This is inherently incompatible with some features:
* NODATACOW - overwrite in-place, cannot create such files
* fallocate - preallocating space for in-place first write
* mixed-bg - unordered writes to data and metadata, fixing that means using
separate data and metadata block groups
* booting - the zone at offset 0 contains superblock, resetting the zone would
destroy the bootloader data
Initial support lacks some features but they're planned:
* only single profile is supported
* fstrim - due to dependency on free space cache v1
Super block
^^^^^^^^^^^
As said above, super block is handled in a special way. In order to be crash
safe, at least one zone in a known location must contain a valid superblock.
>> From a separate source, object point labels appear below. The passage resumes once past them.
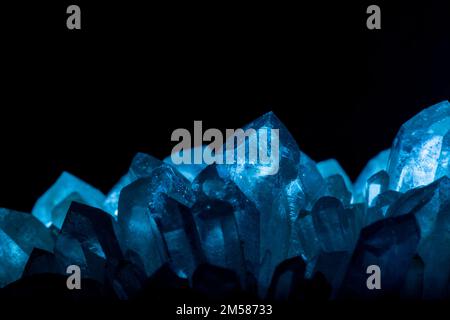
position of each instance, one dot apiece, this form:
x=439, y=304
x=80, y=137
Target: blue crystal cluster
x=275, y=233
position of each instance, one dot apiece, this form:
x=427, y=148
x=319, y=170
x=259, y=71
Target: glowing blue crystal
x=189, y=171
x=208, y=185
x=376, y=164
x=19, y=234
x=331, y=167
x=52, y=206
x=141, y=166
x=278, y=197
x=155, y=222
x=376, y=184
x=421, y=151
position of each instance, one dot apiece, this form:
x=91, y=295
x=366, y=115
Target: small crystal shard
x=141, y=166
x=52, y=206
x=209, y=185
x=376, y=164
x=19, y=234
x=376, y=184
x=420, y=152
x=332, y=225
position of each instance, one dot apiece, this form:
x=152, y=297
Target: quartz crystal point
x=52, y=206
x=333, y=265
x=19, y=234
x=189, y=171
x=331, y=222
x=376, y=164
x=278, y=197
x=154, y=221
x=431, y=207
x=331, y=167
x=376, y=184
x=304, y=239
x=380, y=206
x=209, y=185
x=420, y=152
x=141, y=166
x=219, y=236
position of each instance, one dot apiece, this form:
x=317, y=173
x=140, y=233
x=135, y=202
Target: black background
x=86, y=101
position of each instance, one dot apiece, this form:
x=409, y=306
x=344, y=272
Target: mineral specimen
x=304, y=232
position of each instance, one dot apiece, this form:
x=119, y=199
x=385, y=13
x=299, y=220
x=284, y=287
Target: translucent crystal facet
x=420, y=153
x=52, y=206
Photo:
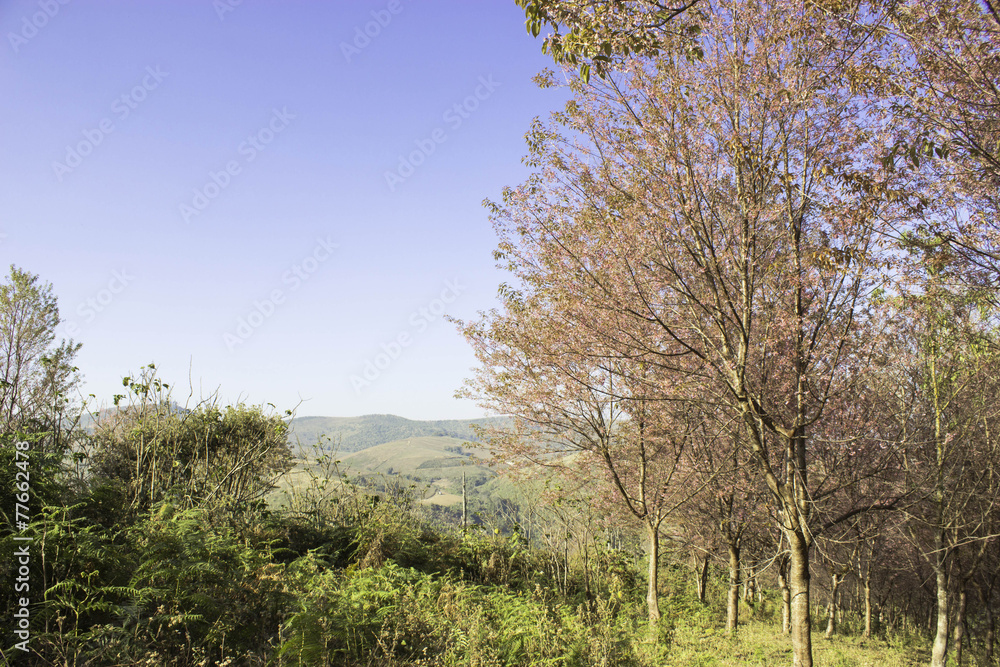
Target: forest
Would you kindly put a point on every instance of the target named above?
(748, 356)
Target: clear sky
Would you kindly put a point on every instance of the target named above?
(270, 194)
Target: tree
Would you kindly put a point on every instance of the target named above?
(953, 462)
(568, 395)
(36, 373)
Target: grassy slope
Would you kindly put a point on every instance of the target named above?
(425, 460)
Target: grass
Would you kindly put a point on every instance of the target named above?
(760, 644)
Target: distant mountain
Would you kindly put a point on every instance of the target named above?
(355, 434)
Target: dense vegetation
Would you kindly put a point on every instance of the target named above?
(750, 351)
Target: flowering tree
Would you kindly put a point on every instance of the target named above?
(709, 214)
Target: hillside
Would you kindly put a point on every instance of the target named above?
(353, 434)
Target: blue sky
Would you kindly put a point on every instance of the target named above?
(279, 200)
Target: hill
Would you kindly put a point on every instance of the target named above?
(358, 433)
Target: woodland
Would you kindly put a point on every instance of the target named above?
(748, 353)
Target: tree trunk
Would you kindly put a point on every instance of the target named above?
(733, 606)
(960, 626)
(750, 585)
(799, 584)
(702, 578)
(990, 633)
(868, 606)
(831, 618)
(786, 595)
(939, 651)
(652, 598)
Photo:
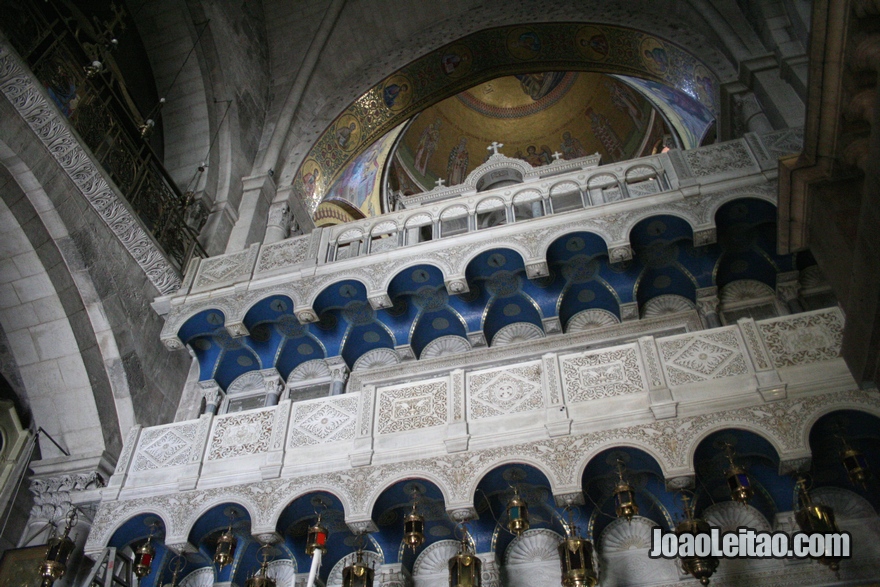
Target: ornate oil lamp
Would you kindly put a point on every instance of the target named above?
(317, 538)
(358, 574)
(517, 514)
(261, 578)
(414, 526)
(144, 556)
(576, 558)
(855, 463)
(225, 551)
(816, 518)
(58, 551)
(465, 568)
(701, 567)
(737, 479)
(624, 495)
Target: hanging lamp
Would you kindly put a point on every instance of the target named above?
(517, 514)
(465, 568)
(813, 518)
(576, 558)
(177, 564)
(738, 481)
(225, 551)
(58, 551)
(414, 526)
(701, 567)
(855, 463)
(261, 578)
(144, 556)
(624, 495)
(317, 538)
(358, 574)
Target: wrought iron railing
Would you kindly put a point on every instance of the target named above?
(59, 44)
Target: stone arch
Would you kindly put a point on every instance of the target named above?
(435, 262)
(273, 517)
(540, 466)
(740, 194)
(74, 316)
(570, 229)
(578, 18)
(102, 538)
(775, 441)
(312, 296)
(631, 442)
(473, 253)
(691, 220)
(843, 403)
(413, 475)
(252, 510)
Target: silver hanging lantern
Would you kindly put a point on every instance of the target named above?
(855, 463)
(225, 551)
(58, 551)
(738, 481)
(465, 568)
(317, 538)
(517, 514)
(624, 495)
(701, 567)
(261, 578)
(815, 518)
(414, 528)
(143, 557)
(576, 559)
(358, 574)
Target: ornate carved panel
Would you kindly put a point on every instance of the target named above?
(508, 390)
(166, 446)
(241, 434)
(805, 338)
(327, 420)
(412, 406)
(283, 254)
(598, 374)
(709, 355)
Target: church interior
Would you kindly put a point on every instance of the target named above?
(354, 293)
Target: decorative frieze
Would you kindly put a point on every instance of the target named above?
(412, 406)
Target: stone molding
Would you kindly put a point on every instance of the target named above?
(28, 97)
(785, 423)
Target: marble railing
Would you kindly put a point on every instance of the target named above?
(535, 395)
(704, 180)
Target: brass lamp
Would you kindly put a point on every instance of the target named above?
(465, 568)
(737, 479)
(624, 496)
(576, 559)
(517, 514)
(226, 544)
(261, 578)
(701, 567)
(816, 518)
(58, 550)
(855, 463)
(317, 538)
(414, 528)
(358, 574)
(143, 557)
(177, 564)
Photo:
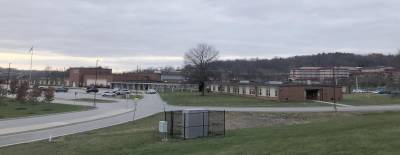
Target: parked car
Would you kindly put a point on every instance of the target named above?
(62, 89)
(92, 90)
(151, 91)
(108, 94)
(122, 92)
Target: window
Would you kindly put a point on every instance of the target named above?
(252, 91)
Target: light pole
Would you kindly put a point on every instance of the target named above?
(8, 76)
(95, 83)
(334, 88)
(30, 72)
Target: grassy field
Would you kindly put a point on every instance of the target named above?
(194, 99)
(363, 134)
(91, 100)
(369, 99)
(9, 108)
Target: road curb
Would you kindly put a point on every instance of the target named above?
(43, 115)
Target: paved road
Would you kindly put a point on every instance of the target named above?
(151, 104)
(145, 107)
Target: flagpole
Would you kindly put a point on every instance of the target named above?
(30, 72)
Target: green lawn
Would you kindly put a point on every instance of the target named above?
(91, 100)
(194, 99)
(369, 99)
(10, 108)
(363, 134)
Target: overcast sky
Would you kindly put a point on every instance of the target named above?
(153, 33)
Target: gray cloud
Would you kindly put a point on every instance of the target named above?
(168, 28)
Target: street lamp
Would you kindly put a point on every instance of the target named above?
(95, 82)
(8, 76)
(334, 88)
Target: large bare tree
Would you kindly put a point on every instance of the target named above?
(198, 60)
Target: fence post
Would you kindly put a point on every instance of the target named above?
(224, 123)
(184, 126)
(203, 123)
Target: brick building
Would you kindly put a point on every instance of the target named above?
(281, 92)
(310, 92)
(81, 77)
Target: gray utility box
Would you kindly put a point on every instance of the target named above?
(195, 123)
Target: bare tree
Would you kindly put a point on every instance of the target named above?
(49, 95)
(13, 86)
(199, 59)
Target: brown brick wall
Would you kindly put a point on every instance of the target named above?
(291, 93)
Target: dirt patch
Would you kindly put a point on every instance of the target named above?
(238, 120)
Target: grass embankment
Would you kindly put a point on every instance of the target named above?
(376, 133)
(211, 99)
(369, 99)
(10, 108)
(91, 100)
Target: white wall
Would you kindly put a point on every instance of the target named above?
(99, 82)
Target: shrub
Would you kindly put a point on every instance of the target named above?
(3, 92)
(34, 94)
(49, 95)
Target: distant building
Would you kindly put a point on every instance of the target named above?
(278, 91)
(137, 77)
(81, 76)
(173, 76)
(318, 74)
(380, 69)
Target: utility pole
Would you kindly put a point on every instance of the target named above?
(30, 72)
(95, 82)
(334, 88)
(8, 76)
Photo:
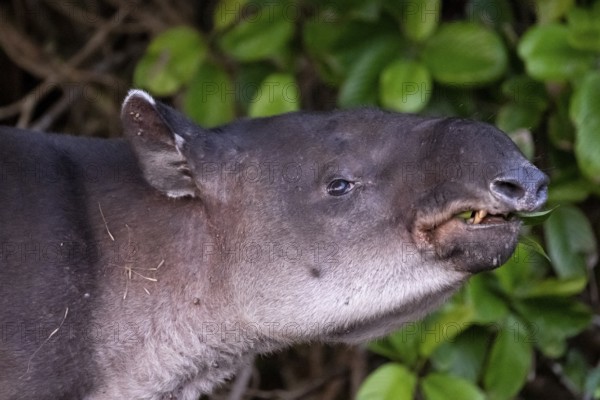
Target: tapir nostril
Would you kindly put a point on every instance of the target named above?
(508, 189)
(525, 194)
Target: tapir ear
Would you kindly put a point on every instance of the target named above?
(158, 135)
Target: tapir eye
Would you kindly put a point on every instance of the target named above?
(339, 187)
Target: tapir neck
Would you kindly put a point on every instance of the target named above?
(163, 294)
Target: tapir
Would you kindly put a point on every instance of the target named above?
(155, 266)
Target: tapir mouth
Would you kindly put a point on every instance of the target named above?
(472, 237)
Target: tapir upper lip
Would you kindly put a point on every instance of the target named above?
(432, 220)
(466, 245)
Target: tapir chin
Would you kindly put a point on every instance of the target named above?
(155, 266)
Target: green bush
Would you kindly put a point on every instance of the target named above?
(532, 69)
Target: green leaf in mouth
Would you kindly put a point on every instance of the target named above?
(536, 217)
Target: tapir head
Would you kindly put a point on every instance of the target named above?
(338, 226)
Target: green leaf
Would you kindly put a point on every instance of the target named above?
(576, 368)
(420, 18)
(512, 117)
(493, 13)
(405, 86)
(405, 343)
(551, 320)
(516, 275)
(335, 45)
(533, 245)
(536, 217)
(557, 287)
(361, 84)
(227, 12)
(592, 383)
(551, 10)
(248, 79)
(444, 325)
(210, 98)
(278, 94)
(392, 381)
(508, 365)
(548, 55)
(464, 356)
(464, 53)
(585, 113)
(560, 129)
(170, 61)
(488, 306)
(523, 90)
(524, 140)
(438, 386)
(584, 27)
(570, 241)
(262, 35)
(569, 191)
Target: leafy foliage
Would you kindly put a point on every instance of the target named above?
(537, 79)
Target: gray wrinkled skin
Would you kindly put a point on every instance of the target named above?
(153, 267)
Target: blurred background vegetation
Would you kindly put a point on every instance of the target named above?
(529, 330)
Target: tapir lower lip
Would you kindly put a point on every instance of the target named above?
(468, 246)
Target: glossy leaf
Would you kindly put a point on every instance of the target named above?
(557, 287)
(512, 117)
(210, 98)
(420, 18)
(278, 94)
(262, 35)
(362, 82)
(570, 242)
(536, 217)
(227, 13)
(170, 61)
(551, 10)
(465, 355)
(464, 53)
(533, 245)
(551, 320)
(548, 55)
(493, 13)
(488, 306)
(392, 381)
(521, 268)
(444, 326)
(508, 365)
(585, 113)
(584, 27)
(405, 86)
(438, 386)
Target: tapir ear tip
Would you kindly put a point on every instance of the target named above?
(138, 94)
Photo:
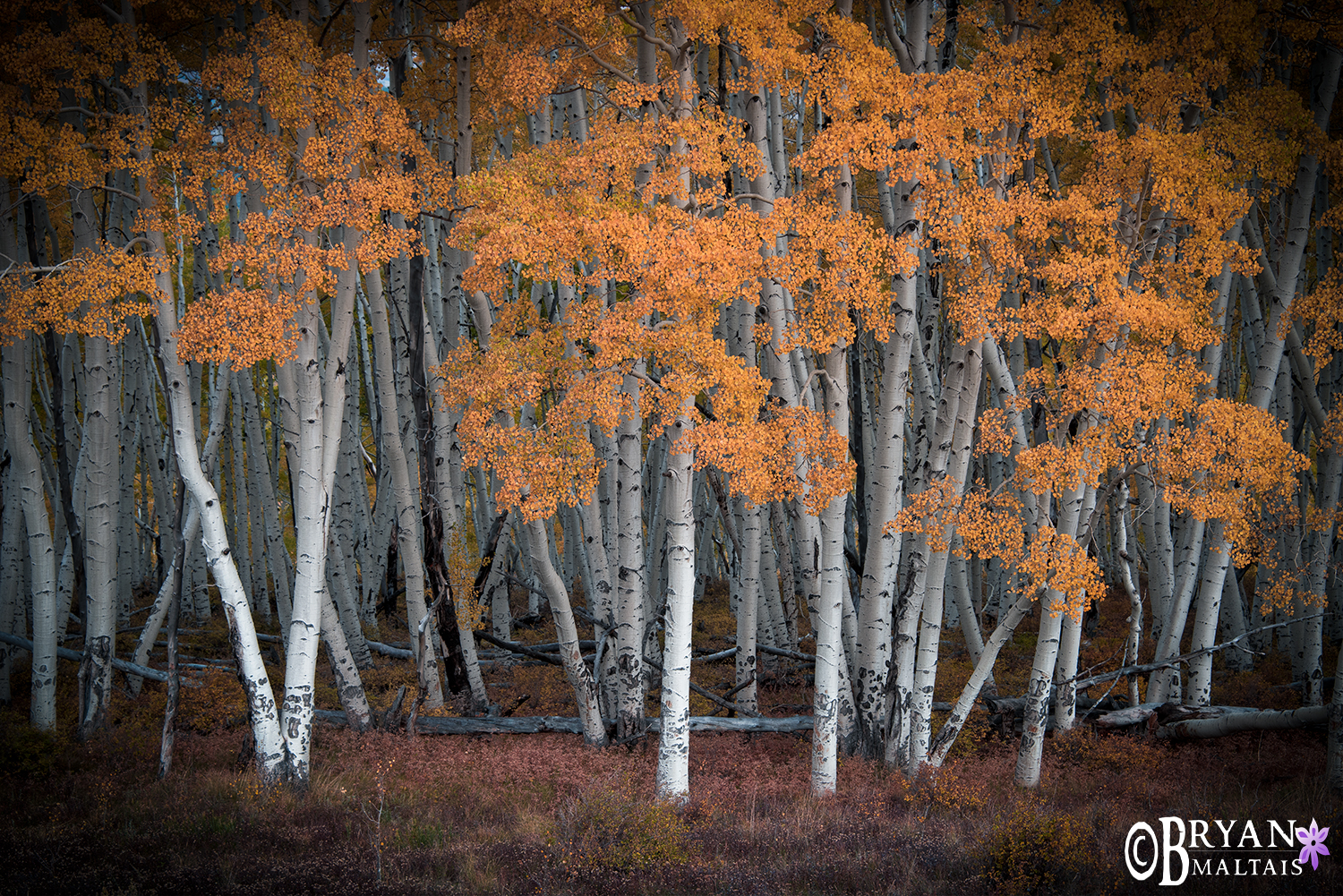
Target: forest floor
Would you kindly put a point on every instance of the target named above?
(542, 815)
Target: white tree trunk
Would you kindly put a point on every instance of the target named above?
(631, 581)
(567, 633)
(673, 777)
(829, 606)
(29, 491)
(407, 522)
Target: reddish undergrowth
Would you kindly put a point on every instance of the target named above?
(542, 815)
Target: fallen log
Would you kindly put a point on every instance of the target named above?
(64, 653)
(1233, 723)
(566, 724)
(389, 651)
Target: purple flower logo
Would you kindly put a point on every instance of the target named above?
(1313, 844)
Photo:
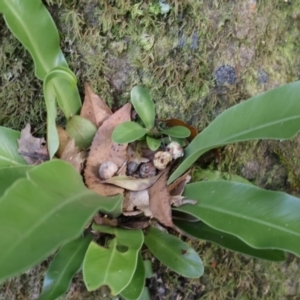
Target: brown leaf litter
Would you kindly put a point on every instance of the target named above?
(103, 149)
(94, 108)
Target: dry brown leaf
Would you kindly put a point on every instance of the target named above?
(136, 224)
(33, 150)
(137, 200)
(104, 149)
(135, 155)
(132, 183)
(64, 139)
(160, 200)
(104, 220)
(94, 108)
(72, 155)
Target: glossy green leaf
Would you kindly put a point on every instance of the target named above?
(262, 219)
(152, 143)
(63, 267)
(148, 268)
(177, 132)
(82, 131)
(174, 253)
(213, 175)
(10, 175)
(145, 294)
(135, 288)
(128, 132)
(39, 213)
(143, 105)
(272, 115)
(202, 231)
(33, 26)
(61, 83)
(52, 134)
(9, 155)
(29, 21)
(113, 266)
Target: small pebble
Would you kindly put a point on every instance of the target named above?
(161, 160)
(107, 170)
(131, 167)
(147, 170)
(175, 149)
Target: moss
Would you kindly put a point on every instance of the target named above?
(104, 43)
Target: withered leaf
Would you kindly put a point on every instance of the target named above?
(94, 108)
(104, 220)
(33, 150)
(177, 187)
(132, 183)
(138, 200)
(135, 155)
(160, 200)
(72, 155)
(104, 149)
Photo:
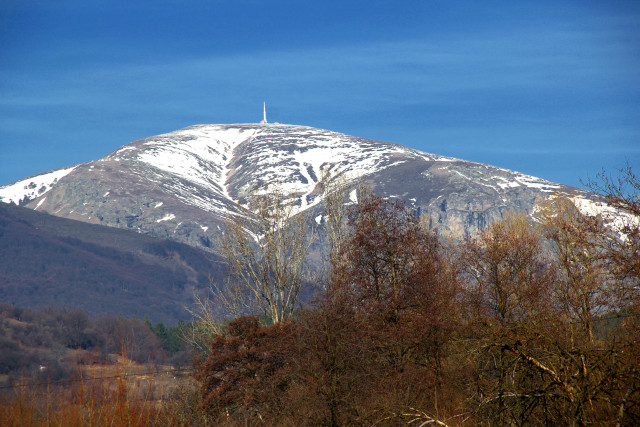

This is implemented as a ring buffer in two consecutive zones, starting from
known offsets 0B, 512GiB and 4TiB.
The values are different than on non-zoned devices. Each new super block is
appended to the end of the zone, once it's filled, the zone is reset and writes
continue to the next one. Looking up the latest super block needs to read
offsets of both zones and determine the last written version.
The amount of space reserved for super block depends on the zone size. The
secondary and tertiary copies are at distant offsets as the capacity of the
devices is expected to be large, tens of terabytes. Maximum zone size supported
is 8GiB, which would mean that e.g. offset 0-16GiB would be reserved just for
the super block on a hypothetical device of that zone size. This is wasteful
but required to guarantee crash safety.